Originally Posted By: paul

0.555 g of water / 0.00000000000000000000000002991507 kg 1 molecule of water =
= 185... * 10^20 water molecules


How much energy can we get back of our one liter of HHO?

Originally Posted By: paul

Originally Posted By: Momos

The enthalpy of combustion for hydrogen is 286 kJ/mol




This figure is from http://hyperphysics.phy-astr.gsu.edu/hbase/thermo/electrol.html,
while it is the energy input it is NOT the energy output (due to excess heat) and far less the usable energy in a combustion engine.

But nevertheless, lets see what we get:

286 kJ/mol of hydrogen
0.272 * 10^23 molecules (H2 and O2 in 2:1 ratio).
means: 0,091 * 10^23 of O2 and 0.181 * 10^23 of H2
= 0,03 mol of H2

0,03 * 286 kJ/mol = 8,58 kJ

Nearly the same as the 8424 J at the beginning (probably due to rounding and because my initial assumption about HHO as an ideal gas is wrong).

But why are you so far off?

Originally Posted By: paul

= 18552565602540531505933.4781882 water molecules
by multiplying the number of water molecules by the 286 kJ/mol
we get 5306033762326592010696974761.8252 J


Well: the energy is in Joule PER Mol.
You multiplied by the number of water molecules, instead you have to divide again by Avogadro's constant.
Doing this we get:
5306033762326592010696974761.8252 J / 6.0221415 1023
= 5306 * 10^24 J / 6.022 * 10^23
= 8810 J

There you are.
Still you could argue in this calculation you still have some energy gained (8424 J input and 8580 J respective 8810 J output).
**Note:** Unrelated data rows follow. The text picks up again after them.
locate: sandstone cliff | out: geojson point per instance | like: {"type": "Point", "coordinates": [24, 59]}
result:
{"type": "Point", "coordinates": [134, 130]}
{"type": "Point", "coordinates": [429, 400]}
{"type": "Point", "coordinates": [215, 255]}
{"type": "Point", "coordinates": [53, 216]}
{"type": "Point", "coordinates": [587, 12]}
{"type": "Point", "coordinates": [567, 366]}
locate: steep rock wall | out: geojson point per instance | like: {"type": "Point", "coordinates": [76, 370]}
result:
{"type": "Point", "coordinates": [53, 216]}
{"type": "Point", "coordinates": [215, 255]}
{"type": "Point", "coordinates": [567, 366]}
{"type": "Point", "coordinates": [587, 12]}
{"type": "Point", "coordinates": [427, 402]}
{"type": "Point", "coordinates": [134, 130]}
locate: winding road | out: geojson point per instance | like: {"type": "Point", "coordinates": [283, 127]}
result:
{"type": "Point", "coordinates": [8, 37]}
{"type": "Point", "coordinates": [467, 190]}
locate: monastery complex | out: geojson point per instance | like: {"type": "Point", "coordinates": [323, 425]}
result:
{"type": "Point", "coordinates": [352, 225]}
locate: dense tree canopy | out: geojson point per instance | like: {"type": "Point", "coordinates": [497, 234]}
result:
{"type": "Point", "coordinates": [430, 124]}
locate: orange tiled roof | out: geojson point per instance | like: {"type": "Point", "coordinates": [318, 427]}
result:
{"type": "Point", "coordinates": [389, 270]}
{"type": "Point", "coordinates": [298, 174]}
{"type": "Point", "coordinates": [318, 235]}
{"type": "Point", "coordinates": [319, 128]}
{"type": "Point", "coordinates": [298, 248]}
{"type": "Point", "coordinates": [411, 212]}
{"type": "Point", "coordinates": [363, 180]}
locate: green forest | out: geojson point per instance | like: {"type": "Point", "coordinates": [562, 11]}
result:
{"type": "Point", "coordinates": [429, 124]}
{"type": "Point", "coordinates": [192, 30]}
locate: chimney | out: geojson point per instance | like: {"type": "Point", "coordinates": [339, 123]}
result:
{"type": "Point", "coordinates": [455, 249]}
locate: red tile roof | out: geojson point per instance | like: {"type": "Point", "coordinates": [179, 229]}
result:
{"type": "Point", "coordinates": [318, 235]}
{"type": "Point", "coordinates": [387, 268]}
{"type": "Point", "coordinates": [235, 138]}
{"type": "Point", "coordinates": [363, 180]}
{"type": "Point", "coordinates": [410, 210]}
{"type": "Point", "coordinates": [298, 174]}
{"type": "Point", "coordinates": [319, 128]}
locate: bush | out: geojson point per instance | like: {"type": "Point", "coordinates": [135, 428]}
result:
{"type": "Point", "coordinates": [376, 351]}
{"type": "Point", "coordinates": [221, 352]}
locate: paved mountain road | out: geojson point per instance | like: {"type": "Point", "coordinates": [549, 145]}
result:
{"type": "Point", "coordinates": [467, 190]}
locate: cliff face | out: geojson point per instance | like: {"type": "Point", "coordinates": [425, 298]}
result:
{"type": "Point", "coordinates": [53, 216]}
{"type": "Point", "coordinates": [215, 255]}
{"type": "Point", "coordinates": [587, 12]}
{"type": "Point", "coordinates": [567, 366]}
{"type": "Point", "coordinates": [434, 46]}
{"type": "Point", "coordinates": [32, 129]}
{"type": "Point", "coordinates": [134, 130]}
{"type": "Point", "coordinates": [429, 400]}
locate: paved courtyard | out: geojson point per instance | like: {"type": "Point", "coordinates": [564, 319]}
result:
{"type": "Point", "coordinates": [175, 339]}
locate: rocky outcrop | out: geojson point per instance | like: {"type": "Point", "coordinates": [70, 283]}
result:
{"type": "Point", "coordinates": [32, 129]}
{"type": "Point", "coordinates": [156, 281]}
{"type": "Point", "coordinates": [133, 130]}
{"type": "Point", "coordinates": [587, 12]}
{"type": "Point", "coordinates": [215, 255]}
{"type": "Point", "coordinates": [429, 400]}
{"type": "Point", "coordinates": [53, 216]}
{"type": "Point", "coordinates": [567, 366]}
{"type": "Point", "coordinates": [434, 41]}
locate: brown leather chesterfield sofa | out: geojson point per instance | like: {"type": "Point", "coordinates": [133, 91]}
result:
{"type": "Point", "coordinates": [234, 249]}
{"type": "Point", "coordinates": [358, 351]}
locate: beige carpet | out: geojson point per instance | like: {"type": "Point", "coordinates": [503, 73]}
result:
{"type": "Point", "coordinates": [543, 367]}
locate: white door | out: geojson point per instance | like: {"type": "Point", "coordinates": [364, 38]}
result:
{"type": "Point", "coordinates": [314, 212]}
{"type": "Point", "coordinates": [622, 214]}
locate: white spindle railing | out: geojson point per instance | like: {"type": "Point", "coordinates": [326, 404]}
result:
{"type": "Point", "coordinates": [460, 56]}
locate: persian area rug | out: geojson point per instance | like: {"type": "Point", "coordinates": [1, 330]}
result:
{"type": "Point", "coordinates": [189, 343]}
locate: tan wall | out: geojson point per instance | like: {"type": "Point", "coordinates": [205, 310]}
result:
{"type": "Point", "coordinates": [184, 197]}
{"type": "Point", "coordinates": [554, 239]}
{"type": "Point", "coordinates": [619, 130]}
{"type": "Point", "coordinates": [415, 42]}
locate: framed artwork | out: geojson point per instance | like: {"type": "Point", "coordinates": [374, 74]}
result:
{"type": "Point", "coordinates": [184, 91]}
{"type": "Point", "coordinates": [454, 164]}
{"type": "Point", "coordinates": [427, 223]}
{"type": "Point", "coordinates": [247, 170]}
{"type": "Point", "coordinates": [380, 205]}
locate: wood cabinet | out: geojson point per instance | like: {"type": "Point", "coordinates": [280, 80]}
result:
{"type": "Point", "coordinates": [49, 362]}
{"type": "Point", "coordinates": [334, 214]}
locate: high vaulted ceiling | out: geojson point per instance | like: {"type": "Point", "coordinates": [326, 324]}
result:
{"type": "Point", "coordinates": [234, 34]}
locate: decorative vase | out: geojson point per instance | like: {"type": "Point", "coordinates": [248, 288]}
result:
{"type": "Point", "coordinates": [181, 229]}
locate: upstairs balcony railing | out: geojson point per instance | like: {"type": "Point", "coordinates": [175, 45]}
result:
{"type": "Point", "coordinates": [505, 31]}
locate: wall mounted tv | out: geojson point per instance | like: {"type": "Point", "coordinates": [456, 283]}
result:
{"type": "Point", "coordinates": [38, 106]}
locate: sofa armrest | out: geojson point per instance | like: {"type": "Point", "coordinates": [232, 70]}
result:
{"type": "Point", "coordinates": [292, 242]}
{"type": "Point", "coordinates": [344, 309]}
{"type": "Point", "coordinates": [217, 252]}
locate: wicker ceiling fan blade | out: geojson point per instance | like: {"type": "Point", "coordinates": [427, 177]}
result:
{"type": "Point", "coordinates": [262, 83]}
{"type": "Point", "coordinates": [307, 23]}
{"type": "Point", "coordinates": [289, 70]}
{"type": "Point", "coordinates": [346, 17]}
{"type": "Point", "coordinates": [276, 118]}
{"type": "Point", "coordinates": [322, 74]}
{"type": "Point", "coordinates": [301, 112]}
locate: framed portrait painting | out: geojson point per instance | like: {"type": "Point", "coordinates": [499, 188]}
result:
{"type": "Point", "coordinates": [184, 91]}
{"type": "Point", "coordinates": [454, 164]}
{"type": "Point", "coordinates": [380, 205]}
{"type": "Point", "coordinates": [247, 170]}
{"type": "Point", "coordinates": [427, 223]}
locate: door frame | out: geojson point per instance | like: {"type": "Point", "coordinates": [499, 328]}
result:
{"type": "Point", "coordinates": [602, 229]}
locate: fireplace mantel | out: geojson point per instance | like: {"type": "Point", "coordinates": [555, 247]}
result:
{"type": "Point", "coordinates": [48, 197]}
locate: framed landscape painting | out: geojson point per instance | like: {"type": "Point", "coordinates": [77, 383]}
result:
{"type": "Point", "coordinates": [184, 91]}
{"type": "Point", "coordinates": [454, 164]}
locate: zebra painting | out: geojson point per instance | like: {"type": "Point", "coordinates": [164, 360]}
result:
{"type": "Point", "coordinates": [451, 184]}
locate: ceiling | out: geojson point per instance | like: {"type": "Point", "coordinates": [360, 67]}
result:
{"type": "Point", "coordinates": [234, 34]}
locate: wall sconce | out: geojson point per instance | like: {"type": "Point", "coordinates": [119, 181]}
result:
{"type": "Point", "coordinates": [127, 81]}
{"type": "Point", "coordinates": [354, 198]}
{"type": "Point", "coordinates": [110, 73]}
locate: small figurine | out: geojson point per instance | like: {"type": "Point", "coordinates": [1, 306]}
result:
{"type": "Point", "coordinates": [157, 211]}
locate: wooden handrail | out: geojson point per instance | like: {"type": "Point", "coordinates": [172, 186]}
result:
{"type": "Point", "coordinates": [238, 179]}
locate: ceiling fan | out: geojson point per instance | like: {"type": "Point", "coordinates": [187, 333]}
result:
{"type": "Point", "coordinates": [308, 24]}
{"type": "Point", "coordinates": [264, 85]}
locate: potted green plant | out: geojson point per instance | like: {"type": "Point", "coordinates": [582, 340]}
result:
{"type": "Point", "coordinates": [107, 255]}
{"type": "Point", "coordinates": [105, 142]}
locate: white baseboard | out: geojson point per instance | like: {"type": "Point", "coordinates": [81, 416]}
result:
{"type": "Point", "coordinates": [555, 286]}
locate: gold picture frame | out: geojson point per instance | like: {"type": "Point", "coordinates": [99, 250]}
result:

But we haven't consider the surrounding heat which is reducing the necessary input energy for the electrolysis (but also reduces the energy we can gain).
Furthermore this 8424 J of input energy are disputable, since I couldn't find a credible source for this figure.

And all this without even thinking about losses in alternator, excess heat, wheel, sub-optimal chamber design, etc. ...

[quote=paul]
thats probably why they use hydrogen and oxygen to launch the space shuttle instead of gasoline.
[quote]

Nobody has ever doubted hydrogen and oxygen are a great way to store energy. The potential energy in HHO might be 3 or 4 times larger as for gasoline. The same is true for tnt or plutonium.
STORING Energy is nice, but you can't get energy out of nothing.

Last edited by Momos; 05/27/10 12:05 AM.